Quote Originally Posted by DPZ2 View Post
MMR (matchmaking ranking), also known relatively loosely as 'skill based matchmaking', is the domain of competitive gaming, where you don't play with the heavy hitters until you can prove you deserve to be there. League of Legends is a prime example of a game that leans heavily on MMR.

In MMORPGs, you'll find some simple measure of MMR in competitive PvP. Other leaderboards in an MMORPG are generally the result of 'time spent in game' rather than skill level. There's a list of 'skill based' MMORPG games out there (although I'd call them "partially influenced by concepts of a skill-based system").

Would I be against such a thing in an MMORPG? Not particularly. It's there already in some games with PvP elements. Would it work for PvE? It's easy to say "skill based", but what skills are we measuring here?

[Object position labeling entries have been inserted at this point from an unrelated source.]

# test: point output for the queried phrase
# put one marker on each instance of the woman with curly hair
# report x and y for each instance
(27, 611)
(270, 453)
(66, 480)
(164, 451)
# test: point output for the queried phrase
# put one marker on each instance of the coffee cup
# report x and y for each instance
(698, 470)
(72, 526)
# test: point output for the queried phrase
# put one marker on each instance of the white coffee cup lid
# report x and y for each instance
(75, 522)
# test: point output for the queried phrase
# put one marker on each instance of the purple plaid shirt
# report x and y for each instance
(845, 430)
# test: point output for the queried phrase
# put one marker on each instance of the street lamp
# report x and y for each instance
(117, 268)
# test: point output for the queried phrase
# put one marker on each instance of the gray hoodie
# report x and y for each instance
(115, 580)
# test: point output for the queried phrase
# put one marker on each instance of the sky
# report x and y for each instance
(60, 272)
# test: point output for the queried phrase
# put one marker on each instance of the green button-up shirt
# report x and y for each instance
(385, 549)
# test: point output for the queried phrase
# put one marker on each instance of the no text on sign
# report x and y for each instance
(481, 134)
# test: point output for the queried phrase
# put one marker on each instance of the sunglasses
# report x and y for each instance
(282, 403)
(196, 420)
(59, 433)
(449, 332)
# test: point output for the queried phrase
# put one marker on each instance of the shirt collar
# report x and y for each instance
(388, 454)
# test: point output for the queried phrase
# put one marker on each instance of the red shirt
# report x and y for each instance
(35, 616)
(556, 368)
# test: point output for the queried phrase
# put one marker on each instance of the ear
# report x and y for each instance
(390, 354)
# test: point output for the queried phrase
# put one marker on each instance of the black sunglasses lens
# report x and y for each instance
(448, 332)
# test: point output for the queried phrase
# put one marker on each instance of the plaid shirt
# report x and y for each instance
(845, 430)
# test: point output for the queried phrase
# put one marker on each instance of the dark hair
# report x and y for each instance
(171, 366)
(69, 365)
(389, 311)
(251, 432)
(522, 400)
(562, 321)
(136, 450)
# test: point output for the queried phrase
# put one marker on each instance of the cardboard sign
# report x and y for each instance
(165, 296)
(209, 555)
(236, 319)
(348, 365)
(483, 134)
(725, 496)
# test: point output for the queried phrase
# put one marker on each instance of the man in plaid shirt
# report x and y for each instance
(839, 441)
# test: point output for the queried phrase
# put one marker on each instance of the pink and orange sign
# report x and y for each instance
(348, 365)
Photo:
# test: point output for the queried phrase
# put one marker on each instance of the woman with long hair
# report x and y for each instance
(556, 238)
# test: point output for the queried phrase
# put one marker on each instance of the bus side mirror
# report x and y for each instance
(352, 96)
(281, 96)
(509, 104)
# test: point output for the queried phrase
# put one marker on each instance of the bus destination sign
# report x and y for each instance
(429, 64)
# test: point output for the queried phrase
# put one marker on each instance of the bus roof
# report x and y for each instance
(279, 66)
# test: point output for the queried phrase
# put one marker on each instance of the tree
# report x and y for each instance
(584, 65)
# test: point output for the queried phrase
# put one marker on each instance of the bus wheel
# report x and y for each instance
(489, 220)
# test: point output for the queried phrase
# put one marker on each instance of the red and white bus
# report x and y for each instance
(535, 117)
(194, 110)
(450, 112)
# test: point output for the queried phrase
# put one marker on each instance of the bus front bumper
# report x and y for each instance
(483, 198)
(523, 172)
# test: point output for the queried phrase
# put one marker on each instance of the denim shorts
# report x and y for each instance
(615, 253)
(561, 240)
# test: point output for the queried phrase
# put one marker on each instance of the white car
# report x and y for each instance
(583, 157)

What "skills" would you be looking for that are not already available to you from third-party sites? Considering the fact that damage meters will never be available in-game, what criteria would you use to determine if you are 'gold' or 'platinum' or 'diamond' level worthy? I know that the only criteria currently used is "did you complete the objective within the time limit assigned?".
The thing is that that SE could calculate DPS in a run, true healing done (not overhealing), overhealing, damage taken, damage mitigated themselves, and time completed. They could take all of that information, compare it other players internally, give you ranking WITHOUT assigning a percentile rank or showing the player the actual number of DPS/True HPS/Overhealing/Damage Mit/Damage Taken which is fundamentally what logs are giving you when you look at somebody's parse in a fight. You just rank players in those categories as Poor, Good, Great and show the player but not the party that information except the ranking for completion time. Make an explicit rule in the ToS against asking players about their ranking unless they share that information with harassment rules in effect. People who get a great ranking get 1k extra gil added to their reward per category, or something that is conceivable small but adds up overtime.

Guess what happens next. Mr. Tank who gets a poor for damage mitigation goes "why do I keep getting poor rankings for mit?". He then goes looks up about damage mit techs and begins to understand that not only it will improve his rankings but it makes him a more enjoyable person to play with, which makes him more comfortable playing tank. The healer that gets a poor ranking in overhealing despite the party living goes "why do i keep getting this?" looks stuff up means to heal a bit more efficiently which gives them time to play around with using their "dps kit" (lmao). The DPS who gets poor damage ranks might check something to learn the importance of positionals, when to use their AoE rotation.